L'ancienne speaker, Maya Hanoomanjee, a été qualifiée de «partiale» par Shakeel Mohamed lors d'une émission radiophonique. Ravi Rutnah, l'ancien député du Muvman Liberater, avait attiré l'attention du Parlement sur cette remarque et le Deputy Speaker d'alors, Sanjiv Teeluckdharry, avait dû présider la séance afin de réclamer une enquête auprès du bureau du Directeur des poursuites publiques. Mais il n'y a eu aucune suite à cette affaire. Shakeel Mohamed avait aussi proposé à Maya Hanoomanjee de prendre du repos. «On a point of order, as a friend, do you need a break to breathe in and calm down ?», lui avait-il demandé.
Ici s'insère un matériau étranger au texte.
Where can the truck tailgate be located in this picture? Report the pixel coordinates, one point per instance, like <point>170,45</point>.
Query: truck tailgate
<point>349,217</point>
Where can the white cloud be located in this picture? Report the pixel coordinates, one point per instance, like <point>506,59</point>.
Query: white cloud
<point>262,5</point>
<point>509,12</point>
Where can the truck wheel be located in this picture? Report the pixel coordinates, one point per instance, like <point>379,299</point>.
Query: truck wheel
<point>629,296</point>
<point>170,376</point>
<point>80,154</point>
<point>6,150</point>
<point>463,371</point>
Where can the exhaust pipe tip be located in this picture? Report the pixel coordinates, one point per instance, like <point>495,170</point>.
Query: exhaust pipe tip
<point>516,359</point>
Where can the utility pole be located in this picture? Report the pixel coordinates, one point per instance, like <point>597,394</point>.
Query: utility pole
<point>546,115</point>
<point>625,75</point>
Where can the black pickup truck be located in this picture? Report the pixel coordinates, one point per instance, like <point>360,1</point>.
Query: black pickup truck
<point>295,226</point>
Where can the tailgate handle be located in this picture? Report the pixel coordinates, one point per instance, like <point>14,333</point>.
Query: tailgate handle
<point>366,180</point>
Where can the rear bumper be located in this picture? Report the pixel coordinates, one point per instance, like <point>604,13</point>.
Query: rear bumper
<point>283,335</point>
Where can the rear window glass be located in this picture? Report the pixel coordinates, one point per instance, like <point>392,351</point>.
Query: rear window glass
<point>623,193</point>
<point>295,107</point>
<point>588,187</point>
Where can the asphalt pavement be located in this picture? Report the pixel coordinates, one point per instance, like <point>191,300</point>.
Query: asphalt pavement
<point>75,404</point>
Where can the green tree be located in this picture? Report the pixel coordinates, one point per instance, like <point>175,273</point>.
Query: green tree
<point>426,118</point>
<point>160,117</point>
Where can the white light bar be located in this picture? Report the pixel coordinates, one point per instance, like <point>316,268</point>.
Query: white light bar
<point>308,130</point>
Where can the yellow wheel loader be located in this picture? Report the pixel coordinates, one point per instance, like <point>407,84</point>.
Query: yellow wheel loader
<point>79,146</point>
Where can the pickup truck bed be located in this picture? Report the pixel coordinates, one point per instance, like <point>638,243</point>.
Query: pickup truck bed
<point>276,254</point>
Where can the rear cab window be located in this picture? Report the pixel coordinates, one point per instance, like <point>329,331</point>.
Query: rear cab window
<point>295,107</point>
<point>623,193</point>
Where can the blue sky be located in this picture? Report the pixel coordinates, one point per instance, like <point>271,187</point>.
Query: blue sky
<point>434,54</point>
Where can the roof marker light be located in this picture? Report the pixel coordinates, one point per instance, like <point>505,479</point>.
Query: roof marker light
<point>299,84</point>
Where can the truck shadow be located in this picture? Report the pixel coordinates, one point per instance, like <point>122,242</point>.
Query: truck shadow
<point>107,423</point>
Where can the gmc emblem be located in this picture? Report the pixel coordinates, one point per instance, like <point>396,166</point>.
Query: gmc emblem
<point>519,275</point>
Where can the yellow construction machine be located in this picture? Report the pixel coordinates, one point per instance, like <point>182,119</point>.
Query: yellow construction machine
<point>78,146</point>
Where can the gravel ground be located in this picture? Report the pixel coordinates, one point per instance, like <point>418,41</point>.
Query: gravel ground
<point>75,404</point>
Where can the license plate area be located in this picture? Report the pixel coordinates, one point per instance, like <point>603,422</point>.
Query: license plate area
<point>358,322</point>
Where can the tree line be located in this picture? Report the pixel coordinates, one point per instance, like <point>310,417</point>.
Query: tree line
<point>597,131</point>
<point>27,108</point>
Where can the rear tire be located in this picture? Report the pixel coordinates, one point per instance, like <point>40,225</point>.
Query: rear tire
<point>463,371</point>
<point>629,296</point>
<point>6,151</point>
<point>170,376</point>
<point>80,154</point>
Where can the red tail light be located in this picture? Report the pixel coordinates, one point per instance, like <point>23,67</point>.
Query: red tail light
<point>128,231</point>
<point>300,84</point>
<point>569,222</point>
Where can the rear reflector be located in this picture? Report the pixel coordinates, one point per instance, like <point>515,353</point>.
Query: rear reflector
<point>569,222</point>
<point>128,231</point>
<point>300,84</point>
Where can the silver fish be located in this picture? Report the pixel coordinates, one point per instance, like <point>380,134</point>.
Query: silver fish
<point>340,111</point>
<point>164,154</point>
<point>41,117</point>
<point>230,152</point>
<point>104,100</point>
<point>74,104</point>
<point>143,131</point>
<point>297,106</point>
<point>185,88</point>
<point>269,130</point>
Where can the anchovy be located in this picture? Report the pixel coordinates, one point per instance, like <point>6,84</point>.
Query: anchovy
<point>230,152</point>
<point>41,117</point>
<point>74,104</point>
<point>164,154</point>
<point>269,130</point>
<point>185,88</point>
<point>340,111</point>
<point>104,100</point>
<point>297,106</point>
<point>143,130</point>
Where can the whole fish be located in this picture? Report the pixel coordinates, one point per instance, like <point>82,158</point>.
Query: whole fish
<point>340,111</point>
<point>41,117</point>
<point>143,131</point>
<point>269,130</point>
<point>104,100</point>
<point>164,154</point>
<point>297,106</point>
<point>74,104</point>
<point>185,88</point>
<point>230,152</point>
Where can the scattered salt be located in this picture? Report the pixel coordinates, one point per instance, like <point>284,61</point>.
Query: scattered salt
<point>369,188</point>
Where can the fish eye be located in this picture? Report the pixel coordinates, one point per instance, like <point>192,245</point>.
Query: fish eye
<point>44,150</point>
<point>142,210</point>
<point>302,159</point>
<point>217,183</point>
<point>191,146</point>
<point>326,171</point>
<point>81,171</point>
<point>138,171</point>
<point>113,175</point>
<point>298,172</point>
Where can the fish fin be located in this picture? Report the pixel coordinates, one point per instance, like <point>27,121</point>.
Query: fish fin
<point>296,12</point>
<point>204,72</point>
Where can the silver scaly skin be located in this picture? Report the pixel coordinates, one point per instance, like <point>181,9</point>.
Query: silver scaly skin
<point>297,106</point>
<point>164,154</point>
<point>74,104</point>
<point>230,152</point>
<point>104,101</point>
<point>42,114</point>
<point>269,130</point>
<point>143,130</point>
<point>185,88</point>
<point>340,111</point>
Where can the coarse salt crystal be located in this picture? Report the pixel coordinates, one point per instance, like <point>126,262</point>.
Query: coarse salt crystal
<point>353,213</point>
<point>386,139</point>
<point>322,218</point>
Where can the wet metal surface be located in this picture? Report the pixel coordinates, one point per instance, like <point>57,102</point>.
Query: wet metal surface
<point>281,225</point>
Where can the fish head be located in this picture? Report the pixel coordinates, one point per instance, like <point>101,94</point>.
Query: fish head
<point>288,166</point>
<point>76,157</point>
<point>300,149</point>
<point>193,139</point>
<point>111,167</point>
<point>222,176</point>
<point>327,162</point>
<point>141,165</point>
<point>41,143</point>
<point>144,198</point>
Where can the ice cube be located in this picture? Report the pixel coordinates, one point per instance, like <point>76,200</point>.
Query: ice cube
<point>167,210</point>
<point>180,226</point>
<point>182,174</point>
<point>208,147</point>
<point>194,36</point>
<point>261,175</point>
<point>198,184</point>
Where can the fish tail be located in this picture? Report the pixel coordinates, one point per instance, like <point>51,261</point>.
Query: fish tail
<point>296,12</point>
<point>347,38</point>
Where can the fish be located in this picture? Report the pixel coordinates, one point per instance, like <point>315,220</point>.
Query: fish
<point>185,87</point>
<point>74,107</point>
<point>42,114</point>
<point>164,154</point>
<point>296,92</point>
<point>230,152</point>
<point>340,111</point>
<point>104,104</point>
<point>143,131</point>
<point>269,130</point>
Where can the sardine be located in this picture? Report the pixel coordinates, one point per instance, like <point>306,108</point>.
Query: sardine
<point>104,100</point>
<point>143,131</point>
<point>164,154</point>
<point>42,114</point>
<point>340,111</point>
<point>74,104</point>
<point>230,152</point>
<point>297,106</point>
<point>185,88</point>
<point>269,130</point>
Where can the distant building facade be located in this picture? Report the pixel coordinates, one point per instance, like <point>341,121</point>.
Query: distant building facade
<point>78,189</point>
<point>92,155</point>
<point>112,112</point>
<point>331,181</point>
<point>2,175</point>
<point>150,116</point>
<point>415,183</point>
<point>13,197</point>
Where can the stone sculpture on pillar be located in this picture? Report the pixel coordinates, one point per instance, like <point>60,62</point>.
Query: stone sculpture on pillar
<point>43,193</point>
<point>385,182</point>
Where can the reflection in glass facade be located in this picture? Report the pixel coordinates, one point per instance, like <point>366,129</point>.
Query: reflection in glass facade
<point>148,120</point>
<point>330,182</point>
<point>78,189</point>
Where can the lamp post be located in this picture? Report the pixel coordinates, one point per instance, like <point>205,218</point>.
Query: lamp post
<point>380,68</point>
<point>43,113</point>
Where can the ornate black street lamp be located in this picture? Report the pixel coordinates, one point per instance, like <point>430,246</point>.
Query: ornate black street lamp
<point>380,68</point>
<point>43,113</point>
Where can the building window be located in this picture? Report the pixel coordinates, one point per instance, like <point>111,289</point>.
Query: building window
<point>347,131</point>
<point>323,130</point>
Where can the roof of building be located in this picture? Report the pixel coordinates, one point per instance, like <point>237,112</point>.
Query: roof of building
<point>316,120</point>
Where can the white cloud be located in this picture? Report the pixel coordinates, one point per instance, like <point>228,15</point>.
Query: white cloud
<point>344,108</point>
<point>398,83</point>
Shakeel Mohamed est réputé pour ne pas avoir la langue dans sa poche alors que d'autres estiment qu'il est plutôt théâtral. Il a été un des rares membres du Parti travailliste qui ait osé remettre en question publiquement le leadership de son parti après la défaite de 2014. Il a également osé demander si les Mauriciens sont assez matures pour voter pour un non-hindou comme Premier ministre. L'on se souvient également de son fameux, «not even a jhaant», exprimé au Parlement. Il a aussi été aux côtés des défenseurs de l'azaan quand la Cour suprême avait ordonné aux mosquées de respecter un certain nombre de décibels lors des appels à la prière. Ses adversaires ont voulu lui coller sur le dos l'affaire Gorah Issac. D'ailleurs, ce n'est pas par hasard si Pravind Jugnauth a évoqué cette affaire, mardi, lors de la Private Notice Question. Cependant, il a également des admirateurs qui l'apprécient pour sa maîtrise de la langue de Shakespeare et pour son éloquence lors des débats.

Le nouveau chef de l'opposition a prêté serment comme avocat en 1992 pour exercer aux côtés de son père, Yousuf, aux Mohamed Chambers. Après ses études à l'école Notre-Dame des Victoires et au Collège du Saint-Esprit puis au Collège Royal de Curepipe, il s'est envolé pour l'Angleterre et la France pour étudier le droit avec une spécialisation en droit économique européen. Depuis la mort de Yousuf Mohamed en avril 2022, il occupe à plein temps le cabinet d'avocats de son père. L'avenir nous dira s'il cédera sa place à Arvin Boolell comme leader de l'opposition, celui-ci étant actuellement en période de convalescence.